Recent work in scientific machine learning (SciML) has focused on incorporating partial differential equation (PDE) information into the learning process. Much of this work has focused on relatively ``easy'' PDE operators (e.g., elliptic and parabolic), with less emphasis on relatively ``hard'' PDE operators (e.g., hyperbolic). Within numerical PDEs, the latter problem class requires control of a type of volume element or conservation constraint, which is known to be challenging. Delivering on the promise of SciML requires seamlessly incorporating both types of problems into the learning process.
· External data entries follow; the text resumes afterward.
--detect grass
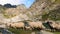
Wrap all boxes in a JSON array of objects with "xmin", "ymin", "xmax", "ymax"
[
  {"xmin": 52, "ymin": 32, "xmax": 60, "ymax": 34},
  {"xmin": 8, "ymin": 28, "xmax": 32, "ymax": 34}
]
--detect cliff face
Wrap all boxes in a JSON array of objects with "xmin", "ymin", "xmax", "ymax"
[{"xmin": 0, "ymin": 0, "xmax": 60, "ymax": 21}]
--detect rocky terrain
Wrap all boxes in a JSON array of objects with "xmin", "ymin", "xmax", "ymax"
[{"xmin": 0, "ymin": 0, "xmax": 60, "ymax": 31}]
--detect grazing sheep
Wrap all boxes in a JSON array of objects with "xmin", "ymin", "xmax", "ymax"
[
  {"xmin": 46, "ymin": 22, "xmax": 60, "ymax": 31},
  {"xmin": 7, "ymin": 22, "xmax": 24, "ymax": 28},
  {"xmin": 28, "ymin": 21, "xmax": 45, "ymax": 29}
]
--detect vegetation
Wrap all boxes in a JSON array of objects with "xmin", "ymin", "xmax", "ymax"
[{"xmin": 8, "ymin": 28, "xmax": 32, "ymax": 34}]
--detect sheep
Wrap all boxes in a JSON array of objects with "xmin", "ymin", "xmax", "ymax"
[
  {"xmin": 7, "ymin": 22, "xmax": 24, "ymax": 28},
  {"xmin": 49, "ymin": 22, "xmax": 60, "ymax": 31},
  {"xmin": 28, "ymin": 21, "xmax": 45, "ymax": 29}
]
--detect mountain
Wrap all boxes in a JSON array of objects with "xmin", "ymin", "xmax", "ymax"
[
  {"xmin": 0, "ymin": 0, "xmax": 60, "ymax": 21},
  {"xmin": 4, "ymin": 4, "xmax": 17, "ymax": 8}
]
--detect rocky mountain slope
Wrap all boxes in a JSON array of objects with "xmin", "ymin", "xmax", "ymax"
[{"xmin": 0, "ymin": 0, "xmax": 60, "ymax": 22}]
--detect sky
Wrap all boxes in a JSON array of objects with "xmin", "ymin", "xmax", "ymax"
[{"xmin": 0, "ymin": 0, "xmax": 35, "ymax": 8}]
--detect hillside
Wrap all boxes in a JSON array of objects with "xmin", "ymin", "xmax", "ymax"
[{"xmin": 0, "ymin": 0, "xmax": 60, "ymax": 21}]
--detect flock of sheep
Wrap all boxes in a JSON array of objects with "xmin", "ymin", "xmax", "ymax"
[
  {"xmin": 7, "ymin": 21, "xmax": 60, "ymax": 30},
  {"xmin": 7, "ymin": 21, "xmax": 45, "ymax": 29}
]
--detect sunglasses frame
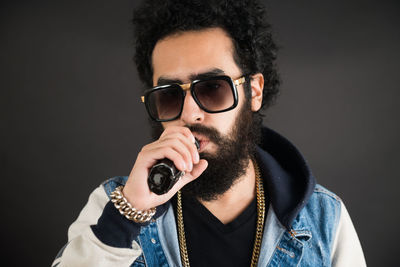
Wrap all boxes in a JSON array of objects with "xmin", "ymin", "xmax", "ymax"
[{"xmin": 141, "ymin": 75, "xmax": 246, "ymax": 122}]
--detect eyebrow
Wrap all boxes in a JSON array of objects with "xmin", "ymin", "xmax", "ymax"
[{"xmin": 157, "ymin": 68, "xmax": 225, "ymax": 86}]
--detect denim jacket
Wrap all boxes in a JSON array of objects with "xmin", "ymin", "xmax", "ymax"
[{"xmin": 53, "ymin": 128, "xmax": 366, "ymax": 267}]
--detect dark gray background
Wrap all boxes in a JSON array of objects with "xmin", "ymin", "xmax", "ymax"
[{"xmin": 0, "ymin": 0, "xmax": 400, "ymax": 266}]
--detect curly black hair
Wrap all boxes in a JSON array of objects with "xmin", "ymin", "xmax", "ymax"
[{"xmin": 133, "ymin": 0, "xmax": 280, "ymax": 113}]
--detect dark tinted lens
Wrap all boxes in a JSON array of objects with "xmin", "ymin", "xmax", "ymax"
[
  {"xmin": 146, "ymin": 85, "xmax": 183, "ymax": 120},
  {"xmin": 193, "ymin": 80, "xmax": 234, "ymax": 111}
]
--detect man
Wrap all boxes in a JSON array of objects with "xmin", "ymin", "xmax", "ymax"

To address this issue, we propose ProbConserv, a framework for incorporating conservation constraints into a generic SciML architecture. To do so, ProbConserv combines the integral form of a conservation law with a Bayesian update. We provide a detailed analysis of ProbConserv on learning with the Generalized Porous Medium Equation (GPME), a widely-applicable parameterized family of PDEs that illustrates the qualitative properties of both easier and harder PDEs. ProbConserv is effective for easy GPME variants, performing well with state-of-the-art competitors; and for harder GPME variants it outperforms other approaches that do not guarantee volume conservation. ProbConserv seamlessly enforces physical conservation constraints, maintains probabilistic uncertainty quantification (UQ), and deals well with shocks and heteroscedasticities. In each case, it achieves superior predictive performance on downstream tasks.

翻译：科学机器学习（SciML）的最新工作聚焦于将偏微分方程（PDE）信息纳入学习过程。多数研究侧重于相对"简单"的PDE算子（如椭圆型和抛物型），而对相对"困难"的PDE算子（如双曲型）关注较少。在数值PDE领域，后一类问题需要控制某种体积元或守恒约束，而这已知具有挑战性。要兑现SciML的承诺，必须将这两类问题无缝融入学习过程。为解决这一问题，我们提出ProbConserv——一个将守恒约束融入通用SciML架构的框架。具体而言，ProbConserv将守恒律的积分形式与贝叶斯更新相结合。我们通过广义多孔介质方程（GPME）——一个广泛适用且能体现简单与困难PDE定性特性的参数化PDE族——对ProbConserv进行了详细分析。该框架在简单GPME变体上表现有效，与最先进方法性能相当；而在困难GPME变体上，它优于其他无法保证体积守恒的方法。ProbConserv能无缝施加物理守恒约束，保持概率不确定性量化（UQ），并有效处理激波与异方差性。在各类下游任务中，它均展现出卓越的预测性能。